While it does not appear as though associations with PM10-2.5 are simply due to confounding by PM2.5, it remains possible that both PM2.5 and PM10-2.5 are acting as surrogates of a broader mixture of pollution. Thus, it may be that another unmeasured component or several components are the true causal factors. For example, in rural areas, gram-negative bacteria (as represented by bacterial-derived lipopolysaccharide or endotoxin) PM10-2.5 may be of special interest, especially for inflammatory mechanisms [87, 88, 97]. In urban areas, metals associated with roadway dust may be similarly important [89, 91, 119, 120]. The general lack of investigation of endotoxin levels, components of PM10-2.5, and multi-pollutant mixtures remains a weakness of the existing literature and an area for future development.

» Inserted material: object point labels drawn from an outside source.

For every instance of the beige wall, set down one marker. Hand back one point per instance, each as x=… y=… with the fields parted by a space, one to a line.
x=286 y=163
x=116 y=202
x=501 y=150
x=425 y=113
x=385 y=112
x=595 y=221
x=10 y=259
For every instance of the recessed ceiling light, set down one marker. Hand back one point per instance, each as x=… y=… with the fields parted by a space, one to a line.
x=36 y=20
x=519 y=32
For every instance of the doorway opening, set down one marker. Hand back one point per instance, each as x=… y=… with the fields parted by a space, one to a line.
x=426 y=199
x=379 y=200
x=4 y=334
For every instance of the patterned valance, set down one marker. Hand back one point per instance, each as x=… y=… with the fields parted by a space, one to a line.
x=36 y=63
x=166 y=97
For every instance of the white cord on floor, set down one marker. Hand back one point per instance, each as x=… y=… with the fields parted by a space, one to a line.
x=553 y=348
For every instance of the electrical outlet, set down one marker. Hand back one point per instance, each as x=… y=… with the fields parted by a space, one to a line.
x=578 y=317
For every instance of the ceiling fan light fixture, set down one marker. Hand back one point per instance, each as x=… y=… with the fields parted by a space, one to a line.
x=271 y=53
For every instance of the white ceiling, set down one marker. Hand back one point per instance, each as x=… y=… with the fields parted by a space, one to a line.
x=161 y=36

Along similar lines, it has been hypothesized that the toxicity of PM10-2.5 may be greater for particles originating in urban environments as compared to rural environments. Some evidence of such a relationship has been reported in 108 US counties [62••] and at least one toxicology study [88]. In this meta-analysis, we found evidence that PM10-2.5 associations with health were often weaker in regions with higher levels of PM10-2.5. This may suggest a non-linear dose response, as was reported in China [63••], or a difference in toxicity for more rural or arid regions. Weaker associations between PM10-2.5 and hospital admissions in regions with higher PM10-2.5/PM10 ratios may also support different toxicity by region, but the same pattern was not robust for morality. Interestingly, several investigators have attempted to distinguish toxicity of particulate matter from dust storms, but uncertainty remains around this question. Among those studies included in this meta-analysis, larger associations between short-term PM10-2.5 and health were reported on Saharan dust days in Rome [41, 59], whereas results with mortality in Madrid and Barcelona stratified by dust days were more mixed [31, 46]. While additional research may be needed from rural locations to inform this question, challenges will always remain unless speciated data is used, since anthropogenic and biological particles likely adhere to dust particles as they are transported through other airsheds.

Overall, this work adds to the literature by presenting the first meta-analysis results for PM10-2.5. With numerous new investigations in the literature, we also conducted stratified analyses to explore differences in associations with hospital admissions and mortality by various characteristics of the locations studied. As substantial heterogeneity was present among the associations presented, this represents an important area that requires further exploration in future investigations. In fact, it should be noted that the summary estimates reported in this analysis should be viewed with caution due to the presence of heterogeneity. Likewise, the observed heterogeneity suggests that the trim and fill method used to account for potential publication bias may be an overly conservative approach. While it may be challenging to fully characterize different personal characteristics that confer susceptibility, or components of the air pollution mixture that may lead to greater risk of morbidity and mortality in time-series studies, other designs not included in this investigation such as panel studies and controlled clinical studies have important contributions to make.

Conclusions

Suggestive evidence was observed for increased hospital admissions and mortality with higher levels of short-, but not long-term, PM10-2.5 concentrations. Relationships were generally stronger for respiratory endpoints, though associations with cardiovascular endpoints could not be excluded. Similarly, in spite of some sensitivity of the associations to control for PM2.5, our analysis suggests that associations with short-term exposures to PM10-2.5 cannot be fully explained by confounding by PM2.5. Additional research is still required to better understand sources of heterogeneity in associations, including co-exposure with other pollutants, sources, spatial variability, and composition of PM10-2.5, as well as individual susceptibilities.